Wednesday, January 22, 2003

SCRUM: Removing bottlenecks is a core systems design principle

How do you optimize throughput in any systems process?
Goldratt's book is extremely useful to any techncial expert, whether in software development, or a surgeon in the Operating Room of the Future. It is written as a novel, easy and fun to read, and based on sophisticated mathematical principles.

The book shows that any industrial (or software, or clinical) process is a complex adaptive system. It is not possible to directly optimize the whole system because side effects overwhelm any analysis. The key to optimization is to look for bottlenecks. What is getting in the way? Remove the obvious bottleneck and throughput will increase. Then the next bottleneck with appear. By adopting a strategy of eliminating bottlenecks one by one, the system will evolve into radically improved throughput. This is why the third key question in a SCRUM every day is, "What is blocking progress?" The primary responsibility of management is not managing a SCRUM. It is removing bottlenecks identified by the SCRUM.

  • Goldratt. Eliyahu M. The Goal : A Process of Ongoing Improvement, 2nd Revised Edition. North River Press, 1992

  • Certainly the best novel on project management ever written and probably one of the most sophisticated project management books. Based on constraint theory, it's a business school favorite.

  • You can make many process improvements, but just as in tuning a computing system, one local bottleneck is always controlling throughput. If you miss that bottleneck you are hosed.

  • Maximizing net profit will maintaining an excellent return on investment and adequate cash flow is the goal of a business, but this doesn't translate well to the programmer in the cube or the union worker on the factory floor. In a typical hospital, there is clearly no one responsible for maximizing throughput as bottlenecks exist everywhere.

  • Maximizing throughput is easily understood, but focusing on efficiency does not lead to optimizing the business. In fact, you can go out of business by focussing on efficiency, which the story of the book.

  • Focussing on maximizing (Throughput minus Inventory minus Operating Expense) does optimize the business. It seems to me that Throughput is software SOLD, Inventory is software built but UNSOLD, and Operating Expense is the usual expense budget.

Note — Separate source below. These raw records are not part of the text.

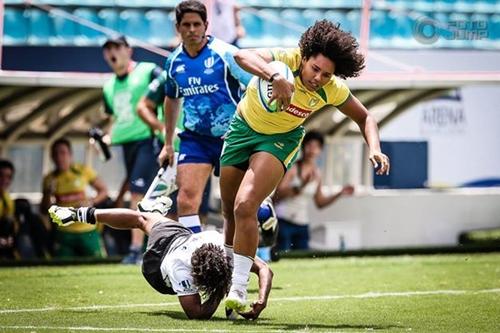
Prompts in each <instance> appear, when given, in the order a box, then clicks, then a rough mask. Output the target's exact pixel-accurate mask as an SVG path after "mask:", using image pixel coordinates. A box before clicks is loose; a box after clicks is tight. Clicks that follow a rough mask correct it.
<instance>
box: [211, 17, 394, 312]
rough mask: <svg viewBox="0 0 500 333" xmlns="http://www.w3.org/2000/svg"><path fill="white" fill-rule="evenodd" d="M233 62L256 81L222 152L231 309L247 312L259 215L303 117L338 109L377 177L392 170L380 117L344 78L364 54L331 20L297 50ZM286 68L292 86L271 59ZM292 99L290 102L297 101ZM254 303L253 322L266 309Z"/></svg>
mask: <svg viewBox="0 0 500 333" xmlns="http://www.w3.org/2000/svg"><path fill="white" fill-rule="evenodd" d="M235 59H236V62H237V63H238V64H239V65H240V66H241V67H242V68H243V69H245V70H247V71H248V72H250V73H252V74H254V75H255V76H256V77H254V78H253V79H252V81H251V82H250V84H249V85H248V88H247V91H246V94H245V96H244V97H243V98H242V99H241V101H240V103H239V104H238V112H237V114H236V115H235V117H234V118H233V120H232V122H231V125H230V127H229V130H228V133H227V135H226V137H225V143H224V147H223V153H222V155H221V161H220V162H221V167H222V168H221V179H220V185H221V197H222V203H223V213H224V218H225V219H226V224H227V225H228V227H227V230H226V235H225V236H226V243H227V244H233V245H234V269H233V275H232V285H231V289H230V291H229V294H228V296H227V298H226V301H225V304H226V307H228V308H230V309H233V310H236V311H238V312H241V311H245V308H246V302H247V301H246V298H247V285H248V277H249V271H250V267H251V266H252V263H253V260H254V259H253V258H254V256H255V251H256V248H257V245H258V241H259V233H258V229H257V221H256V213H257V210H258V208H259V205H260V203H261V202H262V200H264V198H266V197H267V196H268V195H269V194H270V193H271V192H272V191H273V190H274V189H275V188H276V186H277V185H278V183H279V182H280V180H281V178H282V177H283V175H284V173H285V172H286V170H287V169H288V168H289V167H290V166H291V164H292V162H293V161H294V159H295V158H296V155H297V152H298V150H299V147H300V143H301V141H302V138H303V136H304V128H303V126H302V124H303V122H304V121H305V120H306V118H307V117H308V116H309V115H310V114H312V113H313V112H315V111H317V110H319V109H321V108H322V107H324V106H325V105H333V106H335V107H337V108H338V109H339V110H340V112H342V113H344V114H345V115H346V116H348V117H349V118H351V119H352V120H353V121H354V122H356V123H357V124H358V126H359V128H360V130H361V133H362V134H363V136H364V138H365V141H366V143H367V144H368V147H369V151H370V161H371V162H372V164H373V166H374V168H375V169H376V170H377V171H376V172H377V174H388V173H389V166H390V164H389V158H388V157H387V156H386V155H385V154H383V153H382V152H381V149H380V140H379V135H378V127H377V123H376V121H375V119H374V118H373V117H372V116H371V115H370V114H369V113H368V111H367V110H366V108H365V107H364V106H363V105H362V104H361V103H360V102H359V100H358V99H357V98H356V97H354V96H353V95H352V94H351V93H350V91H349V88H348V87H347V86H346V85H345V84H344V82H343V81H341V80H340V79H339V78H342V79H345V78H348V77H355V76H358V75H359V74H360V72H361V70H362V69H363V68H364V57H363V55H361V54H360V53H359V52H358V43H357V42H356V39H355V38H354V37H353V36H352V35H351V34H350V33H347V32H344V31H342V30H341V29H340V28H339V25H337V24H333V23H332V22H330V21H327V20H322V21H317V22H316V23H315V24H314V25H313V26H311V27H309V28H308V29H307V30H306V31H305V32H304V33H303V34H302V36H301V38H300V41H299V48H294V49H282V48H273V49H257V50H240V51H238V52H237V53H236V54H235ZM273 60H277V61H281V62H283V63H285V64H286V65H288V66H289V67H290V69H291V70H292V72H293V73H294V83H293V84H292V83H290V82H289V81H288V80H287V79H286V78H285V77H283V76H282V75H280V74H279V73H276V70H274V67H273V66H271V65H269V62H271V61H273ZM258 78H261V79H263V80H267V81H269V82H272V97H271V101H272V100H276V101H277V102H278V109H277V110H278V112H268V111H266V109H265V108H264V107H263V106H262V104H261V102H260V101H259V97H258V85H257V83H258ZM292 95H293V97H292ZM265 306H266V304H265V302H263V301H262V300H260V299H259V300H257V301H256V302H253V303H252V304H251V309H250V311H252V312H253V313H254V317H257V316H258V315H259V313H260V312H261V311H262V310H263V309H264V308H265Z"/></svg>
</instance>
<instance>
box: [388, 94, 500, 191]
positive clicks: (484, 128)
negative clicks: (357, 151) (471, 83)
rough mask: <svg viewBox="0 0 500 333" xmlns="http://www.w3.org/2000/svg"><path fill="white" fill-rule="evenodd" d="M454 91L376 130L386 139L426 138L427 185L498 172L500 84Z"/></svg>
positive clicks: (499, 158)
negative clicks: (448, 96) (426, 156)
mask: <svg viewBox="0 0 500 333" xmlns="http://www.w3.org/2000/svg"><path fill="white" fill-rule="evenodd" d="M458 92H459V96H461V100H460V101H450V100H439V99H437V100H433V101H429V102H425V103H421V104H419V105H417V106H415V107H413V108H412V109H410V110H408V111H406V112H405V113H403V114H401V115H400V116H399V117H398V118H395V119H394V120H393V121H392V122H390V123H388V124H387V125H386V126H385V127H384V128H382V129H381V131H380V135H381V138H382V140H386V141H396V140H402V141H405V140H406V141H415V140H426V141H428V142H429V185H430V186H436V185H437V186H442V185H445V186H459V185H461V184H463V183H465V182H469V181H473V180H479V179H484V178H493V177H494V178H500V131H499V124H500V86H498V85H496V86H471V87H464V88H462V89H460V90H459V91H458ZM443 115H444V116H443Z"/></svg>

  • I'm interested in any analysis or experience you may have with this book and the application of its concepts to software development.

  • Goldratt's home page
  • Wednesday, January 08, 2003

    SCRUM: Saving the Product While Downsizing 96%


    Mike Cohn has written a very cool article on how he used SCRUM to assure product survival and a company sale with 12 people after laying off 88. SCRUM works best under pressure!

    Cohn, Mike. From the Front Line: The Upside of Downsizing. STQE Magazine 5:1:18-21, Jan/Feb 2003.

    Thursday, January 02, 2003

    SCRUM: Agile database development


    Fowler, Martin and Sadalage, Pramod. Evolutionary Database Design

    Abstract:
    Over the last few years we've developed a number of techniques that allow a database design to evolve as an application develops. This is a very important capability for agile methodologies. The techniques rely on applying continuous integration and automated refactoring to database development, together with a close collaboration between DBAs and application developers. The techniques work in both pre-production and released systems.